Resolving debts may be an option if you can’t afford to repay all of your debts in full.
Debt relief isn’t a silver bullet. It'll require time and commitment.
Addressing your overwhelming debt can help you improve your credit standing, increase your cash flow, and reach other financial goals. Releasing a financial burden can bring feelings of peace and satisfaction. You may even sleep better.
The only question is how to tackle your debt. You can answer that question by weighing the pros and cons of each option. Here we’ll explain the advantages and disadvantages of debt relief so that you can decide whether it might be right for you.
What is debt relief?
Debt relief is when your creditors agree to reduce the amount that you owe. After you pay the lower amount that you and your creditor agree to, the creditor closes out the debt and considers it paid in full. Creditors may be willing to do this if they believe you can’t afford to fully repay the debt. After all, something is better than nothing, so they may negotiate as a way to recoup some of what they are owed.
Debt relief is only appropriate for credit card debt and other unsecured debt (debts that aren’t guaranteed by something valuable). It doesn’t work for secured debts like auto loans or mortgages. It’s also not an option for federal student loans.
How debt relief works
Anyone can resolve their own debts, but in this article, we’re focusing on professional debt relief. Many people choose to get help from a reputable debt relief company because although the process of resolving debts is straightforward, it’s not easy.

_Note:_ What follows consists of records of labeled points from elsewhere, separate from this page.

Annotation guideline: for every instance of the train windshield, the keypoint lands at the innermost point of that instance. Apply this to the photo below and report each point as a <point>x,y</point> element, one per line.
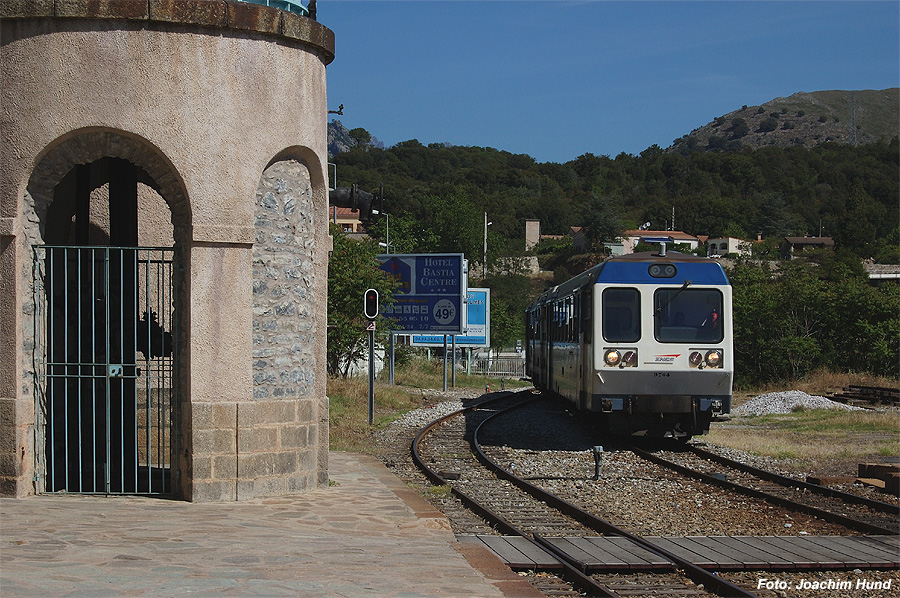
<point>621,315</point>
<point>684,315</point>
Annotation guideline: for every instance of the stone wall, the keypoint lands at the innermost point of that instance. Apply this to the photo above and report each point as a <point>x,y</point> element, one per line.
<point>203,96</point>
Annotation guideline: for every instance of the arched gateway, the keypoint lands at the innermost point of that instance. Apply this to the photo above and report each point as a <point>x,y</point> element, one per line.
<point>163,205</point>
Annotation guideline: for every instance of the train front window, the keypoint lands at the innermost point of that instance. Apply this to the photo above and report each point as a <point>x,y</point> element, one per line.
<point>683,315</point>
<point>621,315</point>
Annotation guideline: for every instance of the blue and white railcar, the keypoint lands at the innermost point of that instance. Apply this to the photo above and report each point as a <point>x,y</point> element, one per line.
<point>644,339</point>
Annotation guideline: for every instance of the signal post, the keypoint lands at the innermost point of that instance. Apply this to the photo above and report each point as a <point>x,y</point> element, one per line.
<point>370,310</point>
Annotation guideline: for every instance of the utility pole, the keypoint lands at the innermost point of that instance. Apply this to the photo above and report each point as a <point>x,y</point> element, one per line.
<point>484,255</point>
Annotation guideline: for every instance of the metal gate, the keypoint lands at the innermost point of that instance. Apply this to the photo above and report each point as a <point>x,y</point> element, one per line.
<point>105,355</point>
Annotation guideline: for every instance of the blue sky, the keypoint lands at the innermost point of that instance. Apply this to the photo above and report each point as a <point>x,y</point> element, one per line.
<point>558,79</point>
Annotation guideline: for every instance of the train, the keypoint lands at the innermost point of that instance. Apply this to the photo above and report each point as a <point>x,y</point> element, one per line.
<point>643,340</point>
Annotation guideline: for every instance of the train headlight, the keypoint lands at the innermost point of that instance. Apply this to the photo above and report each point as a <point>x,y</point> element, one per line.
<point>612,357</point>
<point>714,358</point>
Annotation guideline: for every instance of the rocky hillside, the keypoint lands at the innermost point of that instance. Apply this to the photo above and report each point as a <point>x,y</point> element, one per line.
<point>340,140</point>
<point>807,119</point>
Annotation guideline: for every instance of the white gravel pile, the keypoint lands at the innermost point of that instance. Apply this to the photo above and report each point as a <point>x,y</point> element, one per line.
<point>787,402</point>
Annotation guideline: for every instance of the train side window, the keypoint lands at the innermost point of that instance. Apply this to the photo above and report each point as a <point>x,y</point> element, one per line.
<point>621,315</point>
<point>586,327</point>
<point>687,315</point>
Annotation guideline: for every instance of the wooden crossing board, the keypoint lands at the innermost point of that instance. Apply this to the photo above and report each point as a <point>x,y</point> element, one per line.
<point>720,553</point>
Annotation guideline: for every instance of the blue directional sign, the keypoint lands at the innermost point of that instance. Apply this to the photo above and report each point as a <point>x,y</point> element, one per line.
<point>430,298</point>
<point>478,315</point>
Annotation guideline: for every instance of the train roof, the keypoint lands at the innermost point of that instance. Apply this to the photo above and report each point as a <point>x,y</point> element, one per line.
<point>627,269</point>
<point>698,270</point>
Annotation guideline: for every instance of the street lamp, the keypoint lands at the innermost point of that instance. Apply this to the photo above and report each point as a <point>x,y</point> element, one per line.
<point>484,255</point>
<point>387,233</point>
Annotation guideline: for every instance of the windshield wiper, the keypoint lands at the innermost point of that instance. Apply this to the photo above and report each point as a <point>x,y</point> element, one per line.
<point>672,298</point>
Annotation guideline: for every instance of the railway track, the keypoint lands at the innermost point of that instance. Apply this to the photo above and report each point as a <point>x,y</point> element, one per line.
<point>449,453</point>
<point>852,511</point>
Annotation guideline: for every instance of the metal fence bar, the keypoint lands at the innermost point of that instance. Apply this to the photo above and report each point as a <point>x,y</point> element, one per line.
<point>105,376</point>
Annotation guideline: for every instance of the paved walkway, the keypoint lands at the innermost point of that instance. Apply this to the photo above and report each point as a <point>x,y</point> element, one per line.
<point>368,535</point>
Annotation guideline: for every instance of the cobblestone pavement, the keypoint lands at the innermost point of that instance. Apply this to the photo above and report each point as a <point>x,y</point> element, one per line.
<point>365,535</point>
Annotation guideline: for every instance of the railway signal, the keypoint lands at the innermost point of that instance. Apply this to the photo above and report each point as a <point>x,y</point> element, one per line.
<point>370,304</point>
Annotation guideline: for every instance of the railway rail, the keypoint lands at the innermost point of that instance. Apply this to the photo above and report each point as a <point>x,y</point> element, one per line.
<point>527,511</point>
<point>855,512</point>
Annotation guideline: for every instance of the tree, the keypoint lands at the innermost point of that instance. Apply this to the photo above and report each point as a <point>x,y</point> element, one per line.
<point>600,215</point>
<point>352,268</point>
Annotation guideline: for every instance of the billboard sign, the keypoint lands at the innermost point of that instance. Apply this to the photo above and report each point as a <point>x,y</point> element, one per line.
<point>478,323</point>
<point>431,295</point>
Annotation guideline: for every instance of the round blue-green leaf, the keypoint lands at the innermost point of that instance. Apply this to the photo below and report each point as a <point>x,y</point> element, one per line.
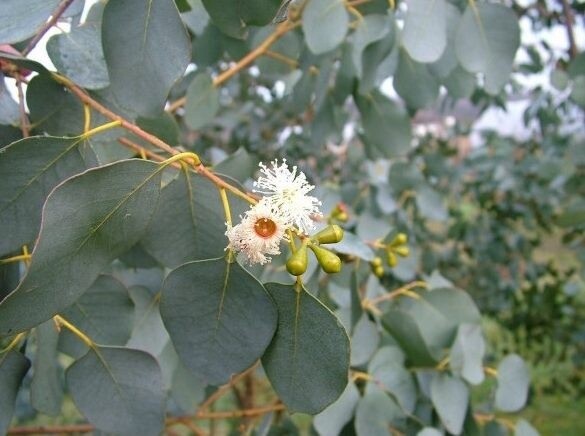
<point>104,312</point>
<point>414,83</point>
<point>192,207</point>
<point>13,368</point>
<point>375,413</point>
<point>79,54</point>
<point>9,113</point>
<point>371,29</point>
<point>219,317</point>
<point>467,352</point>
<point>523,428</point>
<point>29,170</point>
<point>20,19</point>
<point>307,361</point>
<point>386,126</point>
<point>224,14</point>
<point>119,390</point>
<point>202,101</point>
<point>513,383</point>
<point>147,49</point>
<point>487,40</point>
<point>325,23</point>
<point>443,66</point>
<point>424,35</point>
<point>450,397</point>
<point>388,372</point>
<point>331,420</point>
<point>88,221</point>
<point>405,331</point>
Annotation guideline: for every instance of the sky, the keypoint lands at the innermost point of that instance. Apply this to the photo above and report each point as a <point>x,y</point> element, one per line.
<point>508,122</point>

One of the first things the pros will do is set up a Dedicated Account that you can put money into each month to build up funds for making offers to your creditors to resolve (or “settle”) your debt. You’ll contribute an affordable amount that you are comfortable with. It’s your account, and you own the money in it.
Once there’s enough money in your account to make an offer, expert negotiators will start working with your creditors. Any agreement they reach will be presented to you for your approval. Once you approve, the creditor and the debt relief company are paid from your Dedicated Account, and that debt goes away. Legitimate debt relief companies never charge upfront fees.
A debt relief program usually takes two to four years to complete. Most Achieve Debt Relief clients resolve their first debt within three months.
Debt relief pros
Here are some of the benefits of debt relief.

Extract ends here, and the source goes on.